The volunteer recognized that this memory might be important, and recorded him. From there, the music found its way through a number of musicologists and musicians until finally, along with composer Sir James Macmillan and a piano, it traveled back to St Kilda on a boat escorted by dolphins. There, before a small audience of National Trust employees and some students on the island to study its feral sheep, the songs without words were played again and recorded, and now they're on the Classic FM hit parade.

But, again, do visit the link to the story. There's much more to it than I've related here, and it's all truly beguiling. You can see a map, short videos and photos at Classic FM, and even hear some of this music.

Allegro moderato
Elfdalian, the ancient forest language of the Vikings
Another video that caught my attention recently came through an email from someone on the Norse side of my family, where any news of Vikings is welcome. Elfdalian, the ancient forest language of the Vikings, is not music, precisely, but it's certainly musical. This language survives today among a few speakers in a very remote Swedish village called Alvdalen where, until 100 years ago, people still used the ancient Runic script. The link above is to an article about Elfdalian which includes video of a performance in which the language is spoken.

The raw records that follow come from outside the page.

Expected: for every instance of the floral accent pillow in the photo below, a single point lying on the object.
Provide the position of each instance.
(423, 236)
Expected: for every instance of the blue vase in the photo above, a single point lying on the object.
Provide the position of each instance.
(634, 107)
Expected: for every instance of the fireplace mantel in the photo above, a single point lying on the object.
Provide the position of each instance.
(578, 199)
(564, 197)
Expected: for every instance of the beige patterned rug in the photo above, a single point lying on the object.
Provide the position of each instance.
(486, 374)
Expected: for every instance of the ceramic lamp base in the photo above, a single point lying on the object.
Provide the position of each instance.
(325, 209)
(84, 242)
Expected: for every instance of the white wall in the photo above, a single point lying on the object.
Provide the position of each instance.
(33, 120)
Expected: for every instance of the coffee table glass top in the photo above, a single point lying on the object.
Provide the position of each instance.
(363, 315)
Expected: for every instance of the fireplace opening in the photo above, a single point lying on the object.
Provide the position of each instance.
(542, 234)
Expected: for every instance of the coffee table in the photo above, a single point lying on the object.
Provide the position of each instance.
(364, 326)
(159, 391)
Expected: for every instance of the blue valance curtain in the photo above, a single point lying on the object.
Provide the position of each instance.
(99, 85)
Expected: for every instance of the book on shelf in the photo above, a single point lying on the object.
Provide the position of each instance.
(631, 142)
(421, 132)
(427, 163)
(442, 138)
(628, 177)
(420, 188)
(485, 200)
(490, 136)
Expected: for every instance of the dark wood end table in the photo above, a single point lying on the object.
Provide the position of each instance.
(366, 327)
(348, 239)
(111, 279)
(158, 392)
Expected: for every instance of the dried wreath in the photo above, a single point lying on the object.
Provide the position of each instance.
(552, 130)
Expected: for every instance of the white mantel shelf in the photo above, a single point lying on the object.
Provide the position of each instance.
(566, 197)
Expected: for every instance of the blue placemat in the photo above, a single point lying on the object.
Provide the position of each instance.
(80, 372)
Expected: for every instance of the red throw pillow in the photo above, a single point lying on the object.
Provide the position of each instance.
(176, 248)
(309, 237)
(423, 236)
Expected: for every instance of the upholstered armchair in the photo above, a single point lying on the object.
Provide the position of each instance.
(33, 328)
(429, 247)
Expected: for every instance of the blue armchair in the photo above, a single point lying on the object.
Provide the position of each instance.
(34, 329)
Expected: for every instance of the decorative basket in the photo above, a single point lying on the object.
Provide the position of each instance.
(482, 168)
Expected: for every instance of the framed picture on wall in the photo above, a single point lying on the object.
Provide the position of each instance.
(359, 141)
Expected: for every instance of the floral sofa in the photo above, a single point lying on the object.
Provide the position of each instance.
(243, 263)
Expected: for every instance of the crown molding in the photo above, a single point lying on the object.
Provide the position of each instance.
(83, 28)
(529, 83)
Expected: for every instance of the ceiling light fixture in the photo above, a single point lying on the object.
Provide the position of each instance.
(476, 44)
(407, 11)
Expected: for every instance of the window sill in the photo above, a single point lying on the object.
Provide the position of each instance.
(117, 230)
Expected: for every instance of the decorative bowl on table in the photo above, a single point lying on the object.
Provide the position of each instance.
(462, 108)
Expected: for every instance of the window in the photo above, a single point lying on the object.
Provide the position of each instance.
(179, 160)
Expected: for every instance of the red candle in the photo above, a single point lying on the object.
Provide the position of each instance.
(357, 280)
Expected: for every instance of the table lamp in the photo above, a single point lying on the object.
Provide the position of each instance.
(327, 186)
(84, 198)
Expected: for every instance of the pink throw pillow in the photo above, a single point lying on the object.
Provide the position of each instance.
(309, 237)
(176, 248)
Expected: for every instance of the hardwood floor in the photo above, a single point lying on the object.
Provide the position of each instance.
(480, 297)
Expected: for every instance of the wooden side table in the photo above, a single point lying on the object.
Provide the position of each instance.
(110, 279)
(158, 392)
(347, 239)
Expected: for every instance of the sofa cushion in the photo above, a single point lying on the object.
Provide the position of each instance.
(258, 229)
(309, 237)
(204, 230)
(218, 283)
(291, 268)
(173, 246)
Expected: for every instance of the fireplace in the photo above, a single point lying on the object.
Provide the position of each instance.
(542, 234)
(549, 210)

It's haunting to see and hear this very real Elvish language. The people living in Alvdalen are still struggling to keep the language alive much as the Celts are doing in Ireland and Scotland, and as other language groups do in other places where the speakers have become minorities. I regret that the poetry most often spoken in Elfdalien now consists of translations of Christian narratives, as in the video linked. Still, the performance has a haunting Nordic sound and maybe, someday, someone will unearth a poem in Elfdalien about the goddess Freya, who traveled through the air in a chariot drawn by fierce cats. But that's not to detract from the amazing fact that Elfdalian is still spoken at all. It still sounds beautiful.

Scherzo
Kulning: Old Swedish herding calls
Also from Sweden comes another ancient European voice art: Calling cows in the pastures. These videos (linked below) are wonderful. Who wouldn't appreciate a concert like this, from a pretty girl in a white summer dress who shows up in your pasture to sing just to you?  In the second video, linked below, it's winter. The cows must be  keeping warm in the barn, but the song still echoes through the snowy forest.

Allegro cantabile
Wood Works: Norse folk tunes "from all the small places"
I had the very good fortune to hear the Danish String Quartet in concert this winter. Besides exacting and passionate performances of some fine classical music, they played their own arrangements of several folk tunes from the westernmost Danish island, from the forest of Sweden, and from an itinerant Norwegian musician playing a tune he remembered from the Rhineland. I bought the CD and like listening to this music in the morning and in the evening:  Spare and elegant in that special Scandinavian way, it's good medicine for clearing the head and opening up new pathways to surprising and mostly-benign, rather spacey places.

From the album's liner notes, the Quartet explains:
The string quartet is a pure construct: Four simple instruments made of wood. But in all its simplicity the string quartet is capable of expressing a myriad of colours, nuances, and emotions--just like folk music.... Normally the string quartet has been reserved for the classical masters. Now we want to see what happens when we let the Nordic folk music flow through the wooden instruments of the string quartet.
 Does it work? We hope so. And remember: We simply borrowed these tunes. They have already been returned.